Oil prices are on track for a fourth consecutive weekly loss, raising concerns for OPEC+ leaders slated to review production targets. The decline, which has pushed West Texas Intermediate into bear market territory, has been attributed to a range of factors. Increased real-world oil supply, with rising shipments from Guyana and the North Sea and surging US exports, has clouded the outlook ahead of the OPEC+ meeting, while technical factors such as bearish market structures and breached moving averages have intensified selling pressure. Additionally, U.S. inventory data, refinery maintenance, and growing overseas shipments fueled additional supply concerns, compounded by the International Energy Agency’s observation that the global oil market tightness has not met expectations. Despite these factors, some analysts are optimistic that OPEC will work to defend oil prices in the coming months, targeting a $80-to-$100 price range by 2024, however, the demand outlook is still uncertain, with China’s refinery processing rate reductions and the U.S.’s highest unemployment benefits in nearly two years signaling a slowdown in crude consumption, contributing to bearish sentiment among traders.

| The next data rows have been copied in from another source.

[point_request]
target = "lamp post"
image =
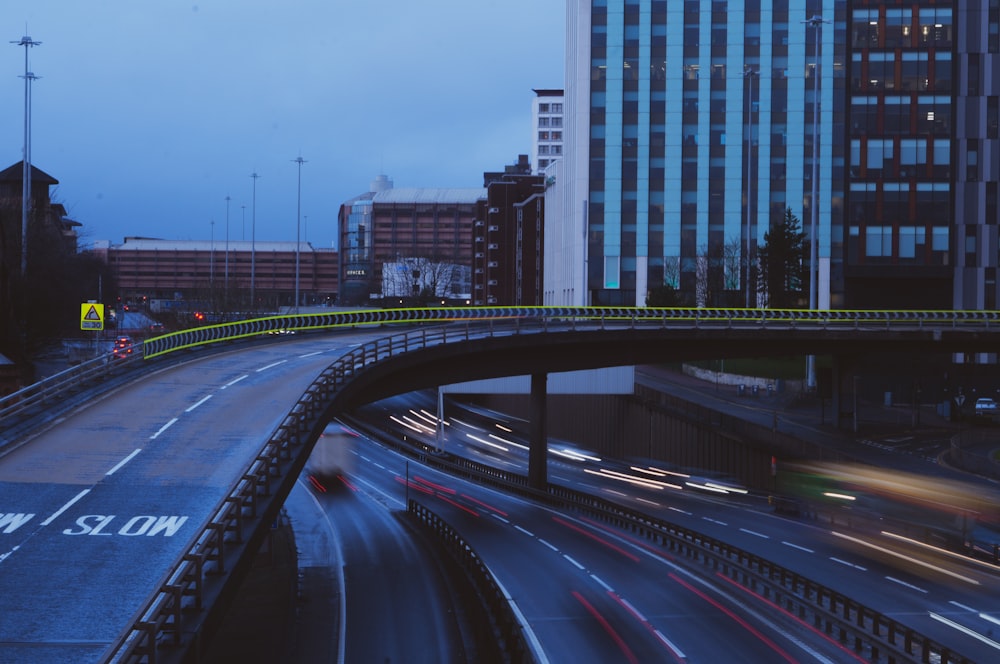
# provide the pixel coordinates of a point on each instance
(750, 74)
(298, 218)
(253, 242)
(28, 77)
(817, 23)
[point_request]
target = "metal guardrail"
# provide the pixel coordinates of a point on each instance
(869, 633)
(507, 630)
(182, 590)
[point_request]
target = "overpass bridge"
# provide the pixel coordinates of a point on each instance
(385, 352)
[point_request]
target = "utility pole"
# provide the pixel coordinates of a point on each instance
(298, 219)
(28, 77)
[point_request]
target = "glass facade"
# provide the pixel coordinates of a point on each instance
(690, 156)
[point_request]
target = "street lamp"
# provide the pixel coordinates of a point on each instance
(225, 289)
(817, 23)
(298, 218)
(253, 242)
(28, 77)
(750, 74)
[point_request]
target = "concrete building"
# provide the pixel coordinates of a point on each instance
(692, 126)
(546, 128)
(215, 276)
(508, 238)
(399, 226)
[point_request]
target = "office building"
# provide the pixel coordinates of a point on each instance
(408, 227)
(691, 127)
(546, 128)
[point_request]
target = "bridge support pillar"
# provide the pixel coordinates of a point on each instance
(538, 445)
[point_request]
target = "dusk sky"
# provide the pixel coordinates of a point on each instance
(150, 113)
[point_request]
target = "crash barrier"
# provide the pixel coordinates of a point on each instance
(177, 608)
(868, 633)
(53, 390)
(507, 629)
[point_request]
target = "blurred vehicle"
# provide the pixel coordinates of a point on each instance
(123, 347)
(986, 407)
(332, 457)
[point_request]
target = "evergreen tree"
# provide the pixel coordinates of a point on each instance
(782, 262)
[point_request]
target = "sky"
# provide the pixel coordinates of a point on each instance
(149, 113)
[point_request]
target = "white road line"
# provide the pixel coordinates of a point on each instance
(197, 403)
(548, 545)
(754, 533)
(962, 606)
(602, 584)
(65, 507)
(844, 562)
(123, 461)
(677, 651)
(907, 585)
(163, 428)
(965, 630)
(235, 380)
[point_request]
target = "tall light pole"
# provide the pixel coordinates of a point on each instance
(750, 74)
(225, 288)
(817, 23)
(28, 77)
(253, 242)
(298, 219)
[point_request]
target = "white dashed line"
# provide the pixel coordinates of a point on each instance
(123, 462)
(754, 533)
(163, 428)
(905, 584)
(65, 507)
(197, 403)
(548, 545)
(235, 380)
(844, 562)
(601, 583)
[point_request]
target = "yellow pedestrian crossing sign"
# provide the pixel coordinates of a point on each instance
(91, 316)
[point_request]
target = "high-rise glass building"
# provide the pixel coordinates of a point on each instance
(691, 127)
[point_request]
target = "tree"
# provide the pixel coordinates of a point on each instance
(782, 262)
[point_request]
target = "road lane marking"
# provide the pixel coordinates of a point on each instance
(755, 533)
(965, 630)
(907, 585)
(197, 403)
(601, 583)
(163, 428)
(235, 380)
(123, 461)
(65, 507)
(551, 546)
(844, 562)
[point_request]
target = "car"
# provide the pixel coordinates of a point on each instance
(986, 407)
(122, 348)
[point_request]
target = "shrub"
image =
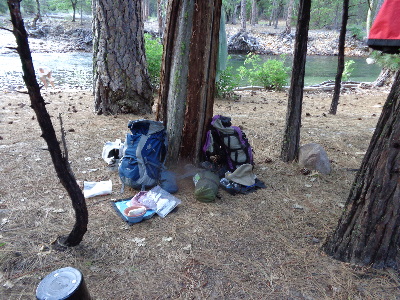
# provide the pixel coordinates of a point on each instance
(154, 51)
(227, 81)
(272, 74)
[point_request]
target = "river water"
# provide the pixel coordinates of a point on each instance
(74, 70)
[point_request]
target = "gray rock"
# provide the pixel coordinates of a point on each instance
(313, 156)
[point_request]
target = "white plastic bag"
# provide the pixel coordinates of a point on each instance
(92, 188)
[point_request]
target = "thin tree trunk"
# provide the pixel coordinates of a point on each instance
(188, 76)
(243, 15)
(161, 12)
(368, 232)
(60, 161)
(74, 2)
(234, 16)
(121, 80)
(291, 139)
(339, 73)
(38, 16)
(273, 12)
(253, 20)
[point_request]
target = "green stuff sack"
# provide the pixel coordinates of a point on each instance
(206, 186)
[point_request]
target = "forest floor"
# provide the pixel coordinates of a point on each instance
(264, 245)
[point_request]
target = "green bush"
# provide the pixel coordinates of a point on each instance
(356, 31)
(272, 74)
(227, 81)
(154, 51)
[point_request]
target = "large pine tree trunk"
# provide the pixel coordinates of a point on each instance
(121, 80)
(60, 161)
(368, 233)
(291, 139)
(188, 76)
(339, 73)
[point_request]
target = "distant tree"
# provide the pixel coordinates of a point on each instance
(274, 17)
(368, 232)
(291, 139)
(121, 80)
(188, 74)
(60, 159)
(340, 68)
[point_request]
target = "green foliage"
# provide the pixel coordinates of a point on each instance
(386, 61)
(227, 81)
(154, 51)
(356, 31)
(348, 69)
(272, 74)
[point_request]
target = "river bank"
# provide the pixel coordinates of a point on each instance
(60, 35)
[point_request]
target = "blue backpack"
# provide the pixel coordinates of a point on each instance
(143, 154)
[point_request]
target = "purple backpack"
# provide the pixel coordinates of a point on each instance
(227, 145)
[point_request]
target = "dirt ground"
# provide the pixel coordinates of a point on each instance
(264, 245)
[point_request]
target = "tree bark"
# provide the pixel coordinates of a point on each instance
(74, 2)
(38, 16)
(253, 20)
(161, 12)
(145, 10)
(60, 161)
(339, 73)
(243, 15)
(291, 139)
(188, 76)
(121, 80)
(368, 232)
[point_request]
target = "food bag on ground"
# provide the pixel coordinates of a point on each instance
(206, 186)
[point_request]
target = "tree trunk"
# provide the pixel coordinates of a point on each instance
(243, 15)
(38, 16)
(368, 232)
(339, 73)
(74, 2)
(273, 12)
(60, 161)
(253, 20)
(288, 28)
(121, 80)
(291, 139)
(234, 16)
(161, 12)
(369, 18)
(188, 76)
(146, 10)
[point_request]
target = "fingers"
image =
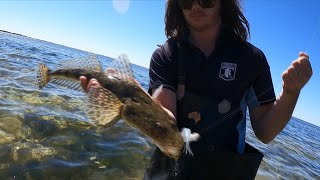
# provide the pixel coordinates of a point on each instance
(87, 85)
(298, 74)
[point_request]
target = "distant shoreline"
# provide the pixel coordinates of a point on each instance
(12, 33)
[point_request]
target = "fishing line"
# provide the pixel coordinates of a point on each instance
(314, 35)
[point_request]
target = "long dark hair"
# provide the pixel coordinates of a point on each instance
(232, 18)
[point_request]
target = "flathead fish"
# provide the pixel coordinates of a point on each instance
(120, 96)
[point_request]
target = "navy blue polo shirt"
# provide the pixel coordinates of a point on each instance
(236, 71)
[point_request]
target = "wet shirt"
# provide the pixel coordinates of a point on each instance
(236, 75)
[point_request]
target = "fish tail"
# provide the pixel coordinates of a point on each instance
(43, 75)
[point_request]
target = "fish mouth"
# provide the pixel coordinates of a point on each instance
(171, 151)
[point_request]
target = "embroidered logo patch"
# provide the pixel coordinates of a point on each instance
(228, 71)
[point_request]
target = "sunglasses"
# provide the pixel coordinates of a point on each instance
(187, 4)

HOUSEHOLDS STILL STRUGGLING

Despite signs of inflation easing, typical American households are still facing a significant increase in the cost of everyday necessities as although the consumer price index remained steady in October with an annual increase of 3.2%, prices are still substantially higher compared to before the inflation crisis began, soaring by 17.62% since January 2021. According to an analysis by Moody’s Analytics chief economist Mark Zandi, families are spending an extra $205 each month compared to a year ago, and a whopping $680 more compared to two years ago. This persistent increase in prices is straining household financial resources, particularly for those with lower incomes who are hardest hit by rising expenses for essentials like food and rent. While Americans saw a slight break in October as gas and used vehicle prices dropped, various other expenses persist, such as a 6.7% surge in shelter costs over the past year. Furthermore, rising grocery costs are also contributing to financial burdens, with prices increasing by 0.3% in October and by 2.1% compared to the previous year, covering staples like bread, breakfast cereal, beef, pork, chicken, milk, cheese, and fruits; and as a result of these inflated prices, households are dipping into their savings and increasing their credit card usage to cover everyday essentials, with credit card debt reaching a record $1.08 trillion in the three months prior to September, according to the New York Federal Reserve.

INTERNATIONAL NEWS

Based on October data, consumer prices in the euro zone have risen, driven mainly by higher costs in services and food. This led to a decrease in year-on-year inflation to 2.9% from the 4.3% seen in September. Moreover, the higher prices in the services sector, which represents the largest part of the euro zone economy, contributed 1.97 percentage points to the overall year-on-year inflation rate. Additionally, the rise in food, alcohol, and tobacco prices added another 1.48 percentage points. However, there was a notable decline in energy prices, partially offsetting the overall inflation rate. In an attempt to control price growth and achieve a target inflation rate of 2.0% over the medium term, the European Central Bank raised interest rates to record highs. Nonetheless, this move has influenced the euro zone’s economic growth trajectory, sparking concerns about potential effects on consumers, businesses, and the euro zone’s overall economic outlook. Therefore, the balance between price stability and the euro zone’s economic health remains a key issue that needs to be carefully managed.